Single by Architects

from the album For Those That Wish to Exist
- Released: 20 October 2020
- Recorded: 2019–2020
- Studio: Brighton Electric (Brighton, East Sussex, UK)
- Genre: Metalcore; hard rock;
- Length: 4:04
- Label: Epitaph
- Songwriters: Dan Searle; Josh Middleton; Sam Carter; Adam Christianson; Alex Dean;
- Producers: Searle; Middleton;

Architects singles chronology
| "Modern Misery" (2018) | "Animals" (2020) | "Black Lungs" (2020) |

Music video
- "Animals" on YouTube

= Animals (Architects song) =

2020 song by Architects

"Animals" is a song by English metalcore band Architects. Produced by the band's drummer Dan Searle and lead guitarist Josh Middleton, it is featured on the group's 2021 ninth studio album For Those That Wish to Exist. The track was released as the lead single from the album on 20 October 2020. It was written by Dan Searle alongside the rest of the band.

A live orchestral version of "Animals" was recorded at Abbey Road Studios in London, being released onto the band's YouTube channel on 26 March 2021 as well as being able to be streamed exclusively on Amazon Music.

==Composition==
The song has been described by critics as a metalcore and a hard rock song with electronic and industrial influences. The track runs at 95 BPM and is in the key of C-sharp minor. It runs for four minutes and 4 seconds. The song was written by the band as well as being produced by band member Dan Searle who co-produced the song and the album alongside Josh Middleton.

==Music video==
The video for "Animals" was released on the same day as the song was released on 20 October 2020. It was directed by Dan Searle.

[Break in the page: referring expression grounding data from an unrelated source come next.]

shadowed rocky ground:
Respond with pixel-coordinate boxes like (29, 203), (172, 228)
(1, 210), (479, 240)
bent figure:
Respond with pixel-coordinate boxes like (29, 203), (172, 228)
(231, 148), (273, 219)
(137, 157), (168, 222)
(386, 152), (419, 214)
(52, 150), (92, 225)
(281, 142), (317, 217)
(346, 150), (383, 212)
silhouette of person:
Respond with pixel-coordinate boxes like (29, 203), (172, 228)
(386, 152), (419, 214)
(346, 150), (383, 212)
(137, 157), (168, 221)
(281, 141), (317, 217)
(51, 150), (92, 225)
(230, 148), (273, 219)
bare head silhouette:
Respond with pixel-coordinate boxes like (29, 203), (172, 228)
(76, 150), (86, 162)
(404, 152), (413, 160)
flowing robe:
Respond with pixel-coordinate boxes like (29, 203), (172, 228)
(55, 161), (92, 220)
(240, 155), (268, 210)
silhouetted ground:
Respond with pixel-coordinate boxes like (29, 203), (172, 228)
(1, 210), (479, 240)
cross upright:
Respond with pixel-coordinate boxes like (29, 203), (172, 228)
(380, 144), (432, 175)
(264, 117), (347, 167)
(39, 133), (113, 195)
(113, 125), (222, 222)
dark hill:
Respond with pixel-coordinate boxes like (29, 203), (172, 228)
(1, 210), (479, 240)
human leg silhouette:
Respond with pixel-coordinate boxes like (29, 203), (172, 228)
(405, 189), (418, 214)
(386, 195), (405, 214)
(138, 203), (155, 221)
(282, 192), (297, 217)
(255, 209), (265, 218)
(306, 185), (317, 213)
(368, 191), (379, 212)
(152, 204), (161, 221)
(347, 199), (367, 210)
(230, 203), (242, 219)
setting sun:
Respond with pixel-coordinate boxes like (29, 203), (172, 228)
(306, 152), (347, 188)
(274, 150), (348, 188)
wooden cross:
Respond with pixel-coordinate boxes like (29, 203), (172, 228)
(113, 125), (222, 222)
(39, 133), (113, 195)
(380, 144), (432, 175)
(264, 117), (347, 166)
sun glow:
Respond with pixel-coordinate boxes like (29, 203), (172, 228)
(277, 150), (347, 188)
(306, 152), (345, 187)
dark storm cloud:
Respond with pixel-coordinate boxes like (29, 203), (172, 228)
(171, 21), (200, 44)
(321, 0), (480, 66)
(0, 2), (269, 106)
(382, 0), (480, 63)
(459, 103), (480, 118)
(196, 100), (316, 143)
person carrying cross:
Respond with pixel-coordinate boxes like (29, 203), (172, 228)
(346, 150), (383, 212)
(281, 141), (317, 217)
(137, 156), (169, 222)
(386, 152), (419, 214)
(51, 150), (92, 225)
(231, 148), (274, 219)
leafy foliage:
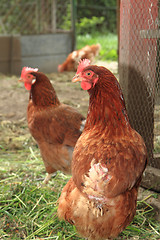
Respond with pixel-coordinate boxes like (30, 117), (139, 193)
(77, 0), (117, 33)
(76, 16), (105, 35)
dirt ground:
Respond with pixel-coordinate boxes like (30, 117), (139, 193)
(0, 61), (118, 122)
(0, 61), (118, 151)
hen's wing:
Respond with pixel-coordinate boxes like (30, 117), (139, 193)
(51, 104), (86, 146)
(27, 102), (85, 179)
(28, 102), (85, 147)
(72, 129), (147, 199)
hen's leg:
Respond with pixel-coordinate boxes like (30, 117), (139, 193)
(43, 172), (57, 184)
(43, 173), (52, 184)
(43, 165), (57, 184)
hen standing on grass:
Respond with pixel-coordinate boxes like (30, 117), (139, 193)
(58, 59), (147, 240)
(19, 67), (85, 184)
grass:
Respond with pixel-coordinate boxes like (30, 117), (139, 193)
(0, 147), (82, 240)
(77, 32), (118, 61)
(0, 145), (160, 240)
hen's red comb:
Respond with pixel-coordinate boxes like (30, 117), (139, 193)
(76, 59), (91, 74)
(21, 67), (38, 78)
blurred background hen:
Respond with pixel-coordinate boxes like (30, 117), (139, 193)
(58, 43), (101, 72)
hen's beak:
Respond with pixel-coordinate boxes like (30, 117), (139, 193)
(72, 74), (81, 83)
(19, 78), (24, 82)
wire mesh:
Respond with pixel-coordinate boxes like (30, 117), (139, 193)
(119, 0), (160, 168)
(0, 0), (72, 35)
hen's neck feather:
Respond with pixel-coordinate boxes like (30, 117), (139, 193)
(30, 74), (60, 107)
(85, 74), (130, 134)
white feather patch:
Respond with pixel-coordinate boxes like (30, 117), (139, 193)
(80, 119), (86, 132)
(32, 78), (36, 85)
(71, 51), (77, 59)
(78, 50), (85, 58)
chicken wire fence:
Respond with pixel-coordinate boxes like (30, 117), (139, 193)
(0, 0), (73, 35)
(119, 0), (160, 169)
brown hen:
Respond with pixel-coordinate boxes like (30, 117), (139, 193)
(58, 44), (101, 72)
(58, 59), (147, 240)
(19, 67), (85, 183)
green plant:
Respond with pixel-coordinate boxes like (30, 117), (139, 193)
(76, 16), (105, 35)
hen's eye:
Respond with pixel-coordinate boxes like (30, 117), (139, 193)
(86, 72), (91, 76)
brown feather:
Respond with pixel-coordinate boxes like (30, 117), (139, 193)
(58, 178), (138, 240)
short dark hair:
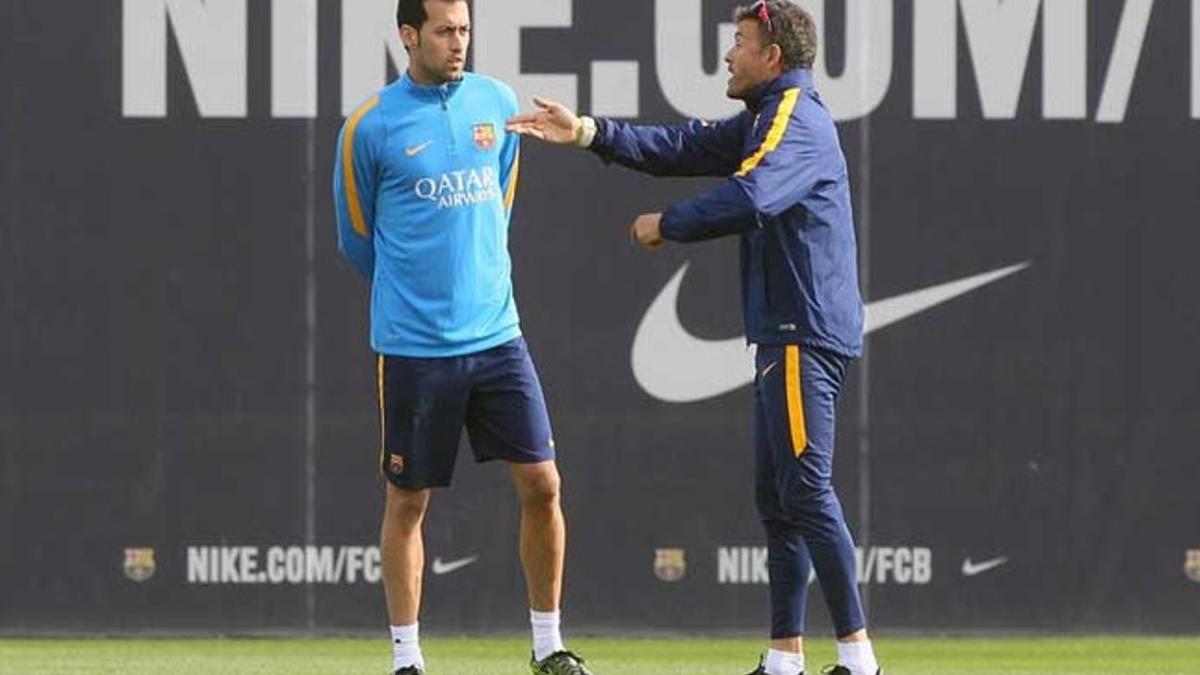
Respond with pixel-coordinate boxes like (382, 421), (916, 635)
(734, 1), (818, 70)
(395, 0), (465, 31)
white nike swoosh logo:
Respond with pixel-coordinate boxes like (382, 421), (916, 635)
(431, 555), (478, 575)
(631, 262), (1030, 402)
(405, 141), (434, 157)
(760, 361), (779, 379)
(961, 556), (1009, 576)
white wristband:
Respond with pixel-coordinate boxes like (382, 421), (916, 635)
(574, 116), (597, 148)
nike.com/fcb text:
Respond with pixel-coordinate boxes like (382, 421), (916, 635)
(184, 546), (483, 585)
(187, 546), (382, 585)
(717, 546), (934, 585)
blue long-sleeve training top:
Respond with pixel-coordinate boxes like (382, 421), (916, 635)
(334, 72), (522, 358)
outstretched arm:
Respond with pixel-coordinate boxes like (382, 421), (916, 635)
(632, 88), (828, 249)
(506, 97), (748, 178)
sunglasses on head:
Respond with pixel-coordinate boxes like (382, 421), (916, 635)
(753, 0), (775, 37)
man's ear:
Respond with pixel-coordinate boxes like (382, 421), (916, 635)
(400, 24), (419, 50)
(768, 43), (784, 70)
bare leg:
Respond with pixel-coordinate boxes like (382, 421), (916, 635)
(380, 484), (431, 624)
(838, 629), (869, 643)
(509, 460), (564, 611)
(771, 636), (803, 653)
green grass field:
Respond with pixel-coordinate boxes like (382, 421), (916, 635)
(2, 636), (1199, 674)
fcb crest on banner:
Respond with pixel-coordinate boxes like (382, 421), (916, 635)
(473, 123), (496, 151)
(123, 547), (156, 582)
(1185, 550), (1200, 583)
(654, 548), (686, 582)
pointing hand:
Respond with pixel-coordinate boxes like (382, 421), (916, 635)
(505, 96), (583, 145)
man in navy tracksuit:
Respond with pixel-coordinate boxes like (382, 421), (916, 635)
(508, 2), (881, 674)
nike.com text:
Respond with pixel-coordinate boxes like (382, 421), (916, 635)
(187, 546), (381, 585)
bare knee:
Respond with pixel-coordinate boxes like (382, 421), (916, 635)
(513, 463), (561, 509)
(384, 485), (430, 532)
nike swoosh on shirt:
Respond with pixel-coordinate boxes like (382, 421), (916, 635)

Chris Krovatin of The Pit described the music video as "including flashes of beautiful and inspiring imagery that, while open to interpretation, are none the less devoid of any specific meaning...powerful imagery that at the end of the day is more about inspiration than trying to get across any real message, agenda, or allegiance."

==Personnel==
Credits adapted from Tidal.

Architects
- Sam Carter – lead vocals, lyricist, composition
- Josh Middleton – lead guitar, backing vocals, lyricist, composition, production
- Adam Christianson – rhythm guitar, backing vocals, lyricist, composition
- Alex "Ali" Dean – bass, keyboards, drum pad, lyricist, composition
- Dan Searle – drums, percussion, programming, lyricist, composition, production

Additional personnel
- Zakk Cervini – mixing

==Charts==

===Weekly charts===

Weekly chart performance for "Animals"
| Chart (2020–21) | Peak position |
|---|---|
| Scotland (OCC) | 78 |
| UK Singles Sales (OCC) | 76 |
| UK Singles Downloads (OCC) | 72 |
| UK Rock & Metal (OCC) | 19 |
| US Hot Rock & Alternative Songs (Billboard) | 42 |
| US Rock & Alternative Airplay (Billboard) | 24 |

===Year-end charts===

Year-end chart performance for "Animals"
| Chart (2021) | Position |
|---|---|
| US Hot Hard Rock Songs (Billboard) | 10 |
| US Mainstream Rock (Billboard) | 31 |

==Certifications==

Certifications for "Animals"
| Region | Certification | Certified units/sales |
| United Kingdom (BPI) | Silver | 200,000^{‡} |
^{‡} Sales+streaming figures based on certification alone.